Editorial Statements
FORDHAM UNIVERSITY PRESS • www.fordhampress.comHelen Tartar, Editorial Director
Fordham Press books are characterized by virtuoso close reading in combination with theoretical and interdisciplinary ambition and a well-articulated grasp of the specific ways larger questions register in cultural objects—not just as themes, but in their very makeup and possibility. Interests in media and material culture are also reflected in our list, as is a concern with poetics, especially in the new series Verbal Art: Studies in Poetics. The intersections between philosophy, religion, and aesthetic production have long been a special focus for Fordham. Books are judged on how well they formulate and develop theoretical or philosophical questions and what they do with the issues of reading and language as such, without restriction to any particular language.
Henry L. Carrigan, Assistant Director and Senior Editor
From its inception, Northwestern University Press has been at the forefront in publishing important works of scholarship as well as quality works of fiction, nonfiction, and literary criticism. Northwestern University Press is committed to the widest dissemination of scholarship possible, and as such, continues to look at new media and other alternatives to the traditional book as it strives to promote the finest works of scholarship in the humanities and social sciences. The Press seeks to publish important works in comparative literature, literary theory and critical theory, early modern literature, and German studies as well as interdisciplinary explorations of translation theory as it impinges upon a rethinking of world literatures. The FlashPoints Series in Literary Studies seeks to publish books that consider literature beyond strictly national and disciplinary frameworks, distinguished by both their historical grounding and their theoretical and conceptual strength. The series is interested in how literature contributes to forming new constellations of culture and history and in how such formations function critically and politically in the present.
UNIVERSITY OF PENNSYLVANIA PRESS • www.upenn.edu/pennpressJerome Singerman, Senior Humanities Editor
The University of Pennsylvania Press has long-established lists in interdisciplinary and comparative literary studies from the medieval to the modern, with especial strengths in the earlier periods. Its Material Texts series explores cultural technologies of communication—books, manuscripts, scrolls, films, graffiti, the actor’s voice—with particular attention to the ways that the specific material forms in which linguistic communications are cast affect their meaning; books in the Middle Ages series examine the vernacular literatures of the Latin West in a broader Mediterranean and multicultural setting; the Jewish Cultures and Contexts series includes works that deal with the expression of Jewish identity through dominant and minority languages.

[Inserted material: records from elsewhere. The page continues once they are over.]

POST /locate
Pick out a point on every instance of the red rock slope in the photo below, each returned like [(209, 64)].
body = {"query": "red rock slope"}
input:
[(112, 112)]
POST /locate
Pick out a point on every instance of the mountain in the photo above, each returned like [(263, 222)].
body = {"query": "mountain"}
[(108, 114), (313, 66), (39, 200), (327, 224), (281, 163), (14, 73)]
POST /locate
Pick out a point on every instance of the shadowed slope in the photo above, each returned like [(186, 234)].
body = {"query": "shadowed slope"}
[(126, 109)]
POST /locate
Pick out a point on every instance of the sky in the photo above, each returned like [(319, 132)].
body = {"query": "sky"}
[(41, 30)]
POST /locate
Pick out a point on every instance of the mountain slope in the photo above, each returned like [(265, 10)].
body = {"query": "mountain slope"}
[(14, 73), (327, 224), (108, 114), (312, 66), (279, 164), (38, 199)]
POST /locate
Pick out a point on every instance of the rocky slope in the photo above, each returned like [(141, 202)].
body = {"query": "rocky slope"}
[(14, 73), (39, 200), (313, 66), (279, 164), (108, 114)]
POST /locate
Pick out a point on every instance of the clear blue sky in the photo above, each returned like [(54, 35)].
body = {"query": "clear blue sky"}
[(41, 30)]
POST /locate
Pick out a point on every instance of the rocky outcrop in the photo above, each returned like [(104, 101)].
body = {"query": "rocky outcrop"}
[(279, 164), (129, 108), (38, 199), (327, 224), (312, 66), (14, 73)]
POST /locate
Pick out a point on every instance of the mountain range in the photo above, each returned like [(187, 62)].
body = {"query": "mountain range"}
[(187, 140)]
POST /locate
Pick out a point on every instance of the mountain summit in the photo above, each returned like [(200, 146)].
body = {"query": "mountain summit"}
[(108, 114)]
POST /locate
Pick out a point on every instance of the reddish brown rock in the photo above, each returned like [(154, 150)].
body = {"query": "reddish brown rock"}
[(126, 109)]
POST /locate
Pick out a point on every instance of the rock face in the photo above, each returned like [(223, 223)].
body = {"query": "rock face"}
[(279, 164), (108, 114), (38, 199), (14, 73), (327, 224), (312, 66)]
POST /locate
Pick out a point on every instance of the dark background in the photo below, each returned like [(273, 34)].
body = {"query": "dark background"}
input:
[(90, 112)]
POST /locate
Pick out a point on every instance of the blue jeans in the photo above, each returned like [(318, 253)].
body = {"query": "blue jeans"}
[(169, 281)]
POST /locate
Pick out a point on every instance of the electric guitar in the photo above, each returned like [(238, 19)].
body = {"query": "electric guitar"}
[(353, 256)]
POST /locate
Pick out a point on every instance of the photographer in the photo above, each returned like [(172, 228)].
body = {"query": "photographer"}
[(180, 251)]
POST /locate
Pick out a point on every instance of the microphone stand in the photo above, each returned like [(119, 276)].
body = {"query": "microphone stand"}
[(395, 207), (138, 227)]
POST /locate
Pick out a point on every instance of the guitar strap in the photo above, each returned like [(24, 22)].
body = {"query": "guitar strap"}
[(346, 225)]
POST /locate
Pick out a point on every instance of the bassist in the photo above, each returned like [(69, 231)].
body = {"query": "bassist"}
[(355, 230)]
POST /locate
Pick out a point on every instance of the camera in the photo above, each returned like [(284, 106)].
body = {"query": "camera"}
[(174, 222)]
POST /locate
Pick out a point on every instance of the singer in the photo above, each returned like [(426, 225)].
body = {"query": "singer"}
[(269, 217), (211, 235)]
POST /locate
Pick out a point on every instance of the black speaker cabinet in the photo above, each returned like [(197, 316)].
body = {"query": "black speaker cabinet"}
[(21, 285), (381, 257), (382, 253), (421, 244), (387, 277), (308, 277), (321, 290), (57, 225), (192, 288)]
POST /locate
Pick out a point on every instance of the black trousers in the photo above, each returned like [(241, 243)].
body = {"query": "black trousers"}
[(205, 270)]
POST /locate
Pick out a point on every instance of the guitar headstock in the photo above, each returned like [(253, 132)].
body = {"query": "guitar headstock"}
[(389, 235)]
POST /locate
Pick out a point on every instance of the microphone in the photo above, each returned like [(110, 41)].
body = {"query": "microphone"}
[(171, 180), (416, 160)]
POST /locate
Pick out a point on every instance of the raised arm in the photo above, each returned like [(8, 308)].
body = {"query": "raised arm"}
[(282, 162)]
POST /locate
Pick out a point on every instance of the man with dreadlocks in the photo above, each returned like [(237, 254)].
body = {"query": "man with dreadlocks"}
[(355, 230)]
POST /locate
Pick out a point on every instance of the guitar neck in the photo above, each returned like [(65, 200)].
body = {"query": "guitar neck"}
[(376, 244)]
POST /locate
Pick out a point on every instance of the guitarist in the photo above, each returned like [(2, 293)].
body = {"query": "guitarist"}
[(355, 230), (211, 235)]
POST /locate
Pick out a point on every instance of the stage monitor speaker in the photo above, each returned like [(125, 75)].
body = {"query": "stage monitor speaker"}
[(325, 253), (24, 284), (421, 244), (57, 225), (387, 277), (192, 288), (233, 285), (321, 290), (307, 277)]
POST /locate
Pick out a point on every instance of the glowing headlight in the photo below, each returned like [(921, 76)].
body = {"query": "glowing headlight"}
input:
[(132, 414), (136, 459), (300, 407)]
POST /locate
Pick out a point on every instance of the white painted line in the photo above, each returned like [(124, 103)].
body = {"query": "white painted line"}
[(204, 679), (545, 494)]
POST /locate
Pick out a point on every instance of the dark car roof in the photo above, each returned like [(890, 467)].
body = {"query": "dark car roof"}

UNIVERSITY OF VIRGINIA PRESS • www.upress.virginia.eduCathie Brettschneider, Humanities Editor
As the publisher of a long-standing translation series in francophone literature from the Caribbean and Africa, Virginia welcomes studies of these literatures that demand knowledge of French. Similarly, the Press has an established series in Caribbean cultural studies and welcomes work that demands knowledge of the multiple languages in that region—not only French but also Spanish, Portuguese, and Dutch.
UNIVERSITY OF WASHINGTON PRESS • www.washington.edu/uwpressLorri Hagman, Executive Editor
The University of Washington Press’s publications in literary studies cover a range of world literatures studied from a variety of disciplinary perspectives, with particular focus on the literatures of Asia (especially China), Scandinavia, and the Middle East. The Literary Conjugations series investigates literary artifacts in their cultural and historical environments.